Naprzeciwko mieszkania zajmowanego przez Mistrza, był dom od dawna już nie najmowany, chociaż gospodarz, bogaty kupiec, świeżo go kazał odświeżyć, pomalować i starą a dosyć niepokaźną budową uczynił wygodniejszą niż była za młodu. Obyczajem wszystkich właścicieli Jefren Wasyliew obrachował sobie poniesione na restaurację wydatki i wymagania jego tak były przesadzone, że długo nikt się do mieszkania na pierwszym i jedynym piętrze nie zgłaszał. Dół zajmował Wasiliew z liczną rodziną, a że był zamożnym i rachować umiał dobrze, wolał pustką widzieć kamieniczkę, niżeli ją tanim najmem skompromitować.
Jednego dnia, przecież goście Jewłaszewskiego, którzy często przez okna wyglądali, dostrzegli, że naprzeciw zawieszono firanki i pewien ruch dał się widzieć u Wasyliewa.
— Otóż Jefren przecie znalazł kogoś co mu dał, ile zaśpiewał! odezwał się jeden z akademików spoglądając naprzeciwko.
Jewłaszewski, który o prozaicznych przedmiotach, o życiu powszednim i drobnostkach jego nierad był mówić, bo dla nich największą okazywał pogardę, tym razem mruknął.
— Mówili, że tam jakaś jejmość, bogata wdowa z Moskwy, czy nie wiem skąd przybyła, dała się Jefremowi obałamucić.

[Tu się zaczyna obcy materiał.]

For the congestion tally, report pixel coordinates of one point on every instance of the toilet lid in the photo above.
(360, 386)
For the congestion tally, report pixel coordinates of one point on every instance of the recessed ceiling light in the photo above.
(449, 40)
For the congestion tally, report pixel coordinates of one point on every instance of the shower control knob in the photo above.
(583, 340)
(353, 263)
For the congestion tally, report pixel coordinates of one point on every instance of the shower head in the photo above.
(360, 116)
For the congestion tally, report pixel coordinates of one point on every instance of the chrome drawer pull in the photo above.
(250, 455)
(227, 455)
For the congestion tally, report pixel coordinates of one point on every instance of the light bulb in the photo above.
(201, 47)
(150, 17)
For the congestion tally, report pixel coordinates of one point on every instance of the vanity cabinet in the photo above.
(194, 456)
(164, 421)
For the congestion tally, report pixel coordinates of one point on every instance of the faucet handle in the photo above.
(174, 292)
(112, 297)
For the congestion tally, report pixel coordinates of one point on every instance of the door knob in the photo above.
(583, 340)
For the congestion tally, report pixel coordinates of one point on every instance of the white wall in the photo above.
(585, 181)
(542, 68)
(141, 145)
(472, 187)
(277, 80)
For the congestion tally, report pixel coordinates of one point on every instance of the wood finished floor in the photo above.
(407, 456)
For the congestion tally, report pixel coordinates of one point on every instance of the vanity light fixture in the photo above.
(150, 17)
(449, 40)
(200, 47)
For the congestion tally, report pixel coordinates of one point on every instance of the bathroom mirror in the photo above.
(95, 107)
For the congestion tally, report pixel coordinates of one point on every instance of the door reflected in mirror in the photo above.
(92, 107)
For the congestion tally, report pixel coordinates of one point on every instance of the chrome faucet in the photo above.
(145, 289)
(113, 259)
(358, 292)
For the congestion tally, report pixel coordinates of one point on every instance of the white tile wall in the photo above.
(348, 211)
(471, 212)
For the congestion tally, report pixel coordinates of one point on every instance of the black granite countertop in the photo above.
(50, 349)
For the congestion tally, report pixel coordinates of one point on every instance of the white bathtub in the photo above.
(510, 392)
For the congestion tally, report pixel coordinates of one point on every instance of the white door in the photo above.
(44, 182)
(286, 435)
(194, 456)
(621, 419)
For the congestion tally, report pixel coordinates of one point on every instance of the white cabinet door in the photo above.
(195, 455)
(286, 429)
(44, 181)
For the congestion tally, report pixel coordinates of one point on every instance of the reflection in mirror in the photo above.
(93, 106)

— Bogata! wdowa! — przerwała śmiejąc się Zyżycki — a! w to nam graj! może jeszcze młoda i przystojna! ho, ho.
Mistrz ruszył pogardliwie ramionami, niewiele go to zdawało się obchodzić.
Ciekawa młodzież mając z okien mistrza tak doskonałe stanowisko do obserwacji a wiedząc, że za firankami kryła się istota płci żeńskiej, o której fama chodziła, że jest wyposażona obficie, nieschodziła prawie z czatów.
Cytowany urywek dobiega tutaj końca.